|Kowalski, Trembacz, Rzasa and Liepinsch|
|$22.95 from www.casematepublishing.com|
Famous Airplanes #12, 88
This book in Kagero's Famous Airplanes series is on the Nieuport series of pursuit planes. It is in the usual 9x12 softbound format that Kagero uses for a lot of its books and contains 88 pages. Like most of their books, it is in both Polish and English.
During WWI, things were so new and advancing so quickly in the aeronautic field that when one company came up with a winning design, it was used as a basis for a number of planes. This is very much the case with Nieuport and their sesquiplane layout. This is where on a biplane, the lower wing is smaller than the upper one. This provides a better view down, but due to its design, it is not the stiffest of wings. These wings tend to twist a lot more during maneuvering and can fail under the stresses. However, it usually leaves an intact upper wing that can help bring the plane safely to the ground. So entrenched was the design in Nieuport that even post war, they developed aircraft with this sort of layout.
Nieuports were so popular that they were built under license in Russia, Italy, and Great Britain. Even when they were replaced by the next best version, older versions were sent to secondary fronts or used as trainers. Some pilots liked them so much that even when something more modern was available, they continued to fly them. Such was their influence on German aircraft designers that Albatros chose the layout for the successful D.III and D.V aircraft.

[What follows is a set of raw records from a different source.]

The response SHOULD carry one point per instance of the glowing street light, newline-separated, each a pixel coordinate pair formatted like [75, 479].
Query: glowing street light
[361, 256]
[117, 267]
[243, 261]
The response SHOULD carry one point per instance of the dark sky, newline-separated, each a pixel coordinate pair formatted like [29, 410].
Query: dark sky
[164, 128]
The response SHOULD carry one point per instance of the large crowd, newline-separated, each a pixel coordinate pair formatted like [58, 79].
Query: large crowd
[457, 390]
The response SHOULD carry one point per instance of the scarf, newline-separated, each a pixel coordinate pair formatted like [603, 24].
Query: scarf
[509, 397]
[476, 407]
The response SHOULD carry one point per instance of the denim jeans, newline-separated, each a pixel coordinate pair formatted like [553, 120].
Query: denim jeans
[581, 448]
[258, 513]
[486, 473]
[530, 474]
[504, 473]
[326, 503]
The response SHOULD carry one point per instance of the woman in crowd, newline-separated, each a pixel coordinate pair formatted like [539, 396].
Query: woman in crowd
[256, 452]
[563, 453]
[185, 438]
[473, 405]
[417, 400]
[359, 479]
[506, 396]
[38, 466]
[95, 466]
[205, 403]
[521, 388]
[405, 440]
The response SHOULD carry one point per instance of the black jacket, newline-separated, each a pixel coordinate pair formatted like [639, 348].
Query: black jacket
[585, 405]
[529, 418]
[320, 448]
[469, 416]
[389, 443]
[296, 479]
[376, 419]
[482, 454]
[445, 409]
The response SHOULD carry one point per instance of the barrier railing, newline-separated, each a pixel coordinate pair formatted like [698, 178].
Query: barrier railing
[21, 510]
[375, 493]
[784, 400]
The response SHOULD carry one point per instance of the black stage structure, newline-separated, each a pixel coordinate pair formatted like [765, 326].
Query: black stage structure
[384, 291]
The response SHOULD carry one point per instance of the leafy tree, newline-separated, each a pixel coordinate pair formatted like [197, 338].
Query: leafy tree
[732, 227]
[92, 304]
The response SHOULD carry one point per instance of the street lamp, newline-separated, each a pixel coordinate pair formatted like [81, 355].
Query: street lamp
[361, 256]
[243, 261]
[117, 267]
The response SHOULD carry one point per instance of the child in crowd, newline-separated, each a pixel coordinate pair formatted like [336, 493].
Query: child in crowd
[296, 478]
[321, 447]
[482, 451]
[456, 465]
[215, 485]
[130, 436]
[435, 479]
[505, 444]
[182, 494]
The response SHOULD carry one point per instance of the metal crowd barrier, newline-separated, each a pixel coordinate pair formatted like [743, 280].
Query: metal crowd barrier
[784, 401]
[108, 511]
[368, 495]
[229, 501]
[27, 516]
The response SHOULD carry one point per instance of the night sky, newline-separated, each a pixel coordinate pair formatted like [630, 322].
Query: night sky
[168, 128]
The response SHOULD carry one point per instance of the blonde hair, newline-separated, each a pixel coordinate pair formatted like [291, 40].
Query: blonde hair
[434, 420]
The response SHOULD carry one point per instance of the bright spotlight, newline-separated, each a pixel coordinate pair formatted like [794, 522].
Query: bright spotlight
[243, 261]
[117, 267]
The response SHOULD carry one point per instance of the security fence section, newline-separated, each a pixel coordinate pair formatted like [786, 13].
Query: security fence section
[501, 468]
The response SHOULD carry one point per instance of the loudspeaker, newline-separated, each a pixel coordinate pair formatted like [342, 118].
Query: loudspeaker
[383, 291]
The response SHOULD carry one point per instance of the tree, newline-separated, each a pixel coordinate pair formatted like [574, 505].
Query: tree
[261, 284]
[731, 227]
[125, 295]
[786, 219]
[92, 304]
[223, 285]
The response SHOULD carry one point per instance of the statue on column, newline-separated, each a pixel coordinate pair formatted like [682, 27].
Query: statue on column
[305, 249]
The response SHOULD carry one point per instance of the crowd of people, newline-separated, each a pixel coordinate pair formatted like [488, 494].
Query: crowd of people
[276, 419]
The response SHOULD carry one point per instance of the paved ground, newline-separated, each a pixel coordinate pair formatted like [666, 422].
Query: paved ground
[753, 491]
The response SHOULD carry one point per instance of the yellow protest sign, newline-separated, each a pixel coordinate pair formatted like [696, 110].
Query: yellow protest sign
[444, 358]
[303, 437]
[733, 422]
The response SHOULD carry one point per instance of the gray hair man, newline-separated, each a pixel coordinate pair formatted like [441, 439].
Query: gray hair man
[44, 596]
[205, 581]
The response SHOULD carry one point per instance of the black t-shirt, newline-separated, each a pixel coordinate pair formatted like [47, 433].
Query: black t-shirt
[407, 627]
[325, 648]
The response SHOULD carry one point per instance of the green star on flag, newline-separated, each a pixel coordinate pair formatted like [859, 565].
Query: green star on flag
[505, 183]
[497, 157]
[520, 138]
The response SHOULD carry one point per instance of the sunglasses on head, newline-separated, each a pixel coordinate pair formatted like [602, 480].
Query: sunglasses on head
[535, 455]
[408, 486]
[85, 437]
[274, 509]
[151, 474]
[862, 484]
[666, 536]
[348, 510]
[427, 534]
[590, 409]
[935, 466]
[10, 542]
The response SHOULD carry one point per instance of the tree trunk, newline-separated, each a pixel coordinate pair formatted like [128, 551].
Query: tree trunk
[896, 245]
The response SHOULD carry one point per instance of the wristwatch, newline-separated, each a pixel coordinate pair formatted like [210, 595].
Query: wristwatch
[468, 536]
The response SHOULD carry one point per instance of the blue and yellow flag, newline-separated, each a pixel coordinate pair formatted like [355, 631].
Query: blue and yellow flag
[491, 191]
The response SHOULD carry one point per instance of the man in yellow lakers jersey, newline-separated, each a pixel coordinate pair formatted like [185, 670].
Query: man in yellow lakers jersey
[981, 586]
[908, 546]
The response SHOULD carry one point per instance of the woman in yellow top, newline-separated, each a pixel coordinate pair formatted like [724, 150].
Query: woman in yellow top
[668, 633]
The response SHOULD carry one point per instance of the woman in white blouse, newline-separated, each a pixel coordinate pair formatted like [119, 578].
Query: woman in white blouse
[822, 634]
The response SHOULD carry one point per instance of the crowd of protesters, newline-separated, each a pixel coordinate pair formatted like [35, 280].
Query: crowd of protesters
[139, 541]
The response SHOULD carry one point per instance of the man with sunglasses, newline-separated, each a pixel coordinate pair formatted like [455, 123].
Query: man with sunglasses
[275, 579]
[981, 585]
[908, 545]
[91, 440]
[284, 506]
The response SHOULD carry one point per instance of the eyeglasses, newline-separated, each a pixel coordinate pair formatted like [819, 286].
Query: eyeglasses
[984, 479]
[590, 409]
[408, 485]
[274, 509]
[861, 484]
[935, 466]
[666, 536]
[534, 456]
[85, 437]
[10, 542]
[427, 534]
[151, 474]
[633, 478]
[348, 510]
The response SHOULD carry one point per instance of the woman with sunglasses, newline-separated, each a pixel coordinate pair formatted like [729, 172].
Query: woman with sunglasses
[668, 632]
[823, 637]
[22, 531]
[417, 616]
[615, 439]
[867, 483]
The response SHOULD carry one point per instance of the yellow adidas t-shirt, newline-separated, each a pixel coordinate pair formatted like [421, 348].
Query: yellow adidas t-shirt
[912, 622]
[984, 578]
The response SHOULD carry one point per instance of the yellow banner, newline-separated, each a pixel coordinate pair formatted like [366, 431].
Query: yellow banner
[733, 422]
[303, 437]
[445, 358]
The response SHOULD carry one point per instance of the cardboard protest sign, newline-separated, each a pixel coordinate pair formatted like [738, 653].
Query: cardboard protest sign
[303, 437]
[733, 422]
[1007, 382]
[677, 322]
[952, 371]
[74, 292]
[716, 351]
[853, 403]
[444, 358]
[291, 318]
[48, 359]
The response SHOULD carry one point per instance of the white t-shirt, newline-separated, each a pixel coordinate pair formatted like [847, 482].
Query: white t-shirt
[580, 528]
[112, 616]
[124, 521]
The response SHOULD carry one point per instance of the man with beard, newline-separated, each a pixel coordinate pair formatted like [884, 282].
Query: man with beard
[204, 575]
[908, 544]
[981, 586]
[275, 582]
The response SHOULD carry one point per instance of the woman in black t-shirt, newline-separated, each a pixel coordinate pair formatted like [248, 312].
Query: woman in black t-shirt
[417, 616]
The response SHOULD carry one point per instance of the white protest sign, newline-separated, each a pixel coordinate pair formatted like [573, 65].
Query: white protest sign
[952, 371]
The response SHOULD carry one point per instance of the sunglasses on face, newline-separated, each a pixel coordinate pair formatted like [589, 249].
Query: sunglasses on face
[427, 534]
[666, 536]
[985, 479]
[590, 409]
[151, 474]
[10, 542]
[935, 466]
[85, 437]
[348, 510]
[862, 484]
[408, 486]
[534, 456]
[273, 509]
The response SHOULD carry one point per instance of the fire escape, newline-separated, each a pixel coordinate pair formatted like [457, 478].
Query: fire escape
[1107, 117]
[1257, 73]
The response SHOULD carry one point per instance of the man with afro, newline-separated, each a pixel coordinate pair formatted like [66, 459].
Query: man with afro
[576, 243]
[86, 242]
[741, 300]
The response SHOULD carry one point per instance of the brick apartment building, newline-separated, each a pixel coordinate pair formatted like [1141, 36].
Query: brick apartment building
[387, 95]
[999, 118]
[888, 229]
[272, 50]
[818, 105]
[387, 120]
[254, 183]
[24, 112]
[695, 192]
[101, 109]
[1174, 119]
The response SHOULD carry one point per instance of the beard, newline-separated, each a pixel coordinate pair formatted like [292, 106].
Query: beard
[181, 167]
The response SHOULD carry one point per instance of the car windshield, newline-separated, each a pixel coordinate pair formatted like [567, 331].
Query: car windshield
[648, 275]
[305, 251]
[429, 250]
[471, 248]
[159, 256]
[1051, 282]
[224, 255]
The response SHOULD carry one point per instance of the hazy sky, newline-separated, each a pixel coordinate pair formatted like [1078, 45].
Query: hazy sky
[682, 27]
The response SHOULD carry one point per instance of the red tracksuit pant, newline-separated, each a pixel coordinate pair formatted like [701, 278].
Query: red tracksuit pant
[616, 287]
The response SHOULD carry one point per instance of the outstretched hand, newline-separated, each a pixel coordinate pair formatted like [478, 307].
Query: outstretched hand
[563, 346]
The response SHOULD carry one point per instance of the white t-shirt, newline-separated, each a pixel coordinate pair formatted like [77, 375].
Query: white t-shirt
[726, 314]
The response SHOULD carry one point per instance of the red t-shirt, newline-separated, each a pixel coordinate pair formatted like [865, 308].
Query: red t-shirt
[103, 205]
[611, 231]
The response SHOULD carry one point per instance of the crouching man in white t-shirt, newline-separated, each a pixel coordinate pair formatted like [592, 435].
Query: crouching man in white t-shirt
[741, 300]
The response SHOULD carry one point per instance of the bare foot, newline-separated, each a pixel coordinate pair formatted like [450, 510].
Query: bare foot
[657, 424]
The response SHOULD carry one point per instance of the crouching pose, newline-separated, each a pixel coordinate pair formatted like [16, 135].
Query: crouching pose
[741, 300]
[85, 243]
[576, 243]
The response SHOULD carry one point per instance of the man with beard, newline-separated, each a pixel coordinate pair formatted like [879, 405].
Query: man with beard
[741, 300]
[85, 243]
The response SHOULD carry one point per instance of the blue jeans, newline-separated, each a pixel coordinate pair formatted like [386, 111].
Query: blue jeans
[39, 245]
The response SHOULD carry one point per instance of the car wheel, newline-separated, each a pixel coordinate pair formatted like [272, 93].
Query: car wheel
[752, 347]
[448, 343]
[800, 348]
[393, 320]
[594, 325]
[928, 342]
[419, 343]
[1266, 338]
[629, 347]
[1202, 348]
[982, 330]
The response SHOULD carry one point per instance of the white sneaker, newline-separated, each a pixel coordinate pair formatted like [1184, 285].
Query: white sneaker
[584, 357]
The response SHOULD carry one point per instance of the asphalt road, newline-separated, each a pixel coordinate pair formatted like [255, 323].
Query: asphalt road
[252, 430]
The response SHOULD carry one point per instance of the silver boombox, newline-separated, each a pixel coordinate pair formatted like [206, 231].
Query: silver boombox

This book covers the full history of Nieuport pursuits from the first until the 27th version. The first Nieuport fighters were monoplanes and while successful in their own right, were designed for use as reconnaissance planes. It was the Nieuport 10 that solidified the general layout of those variants that followed. The first 40 pages are historical backgrounds of the types with lots of very nice photos. The next 40 pages cover the builds of two 1/32 Copper State Models Nieuport 17s. If wondering why two builds of the same kit, perhaps the full page advert for CSM kits has something to do with it. The builds are excellent so it isn't wasted space. The book ends with several pages of large color profiles.
In all, it makes for a nice addition to the series and is worth picking up.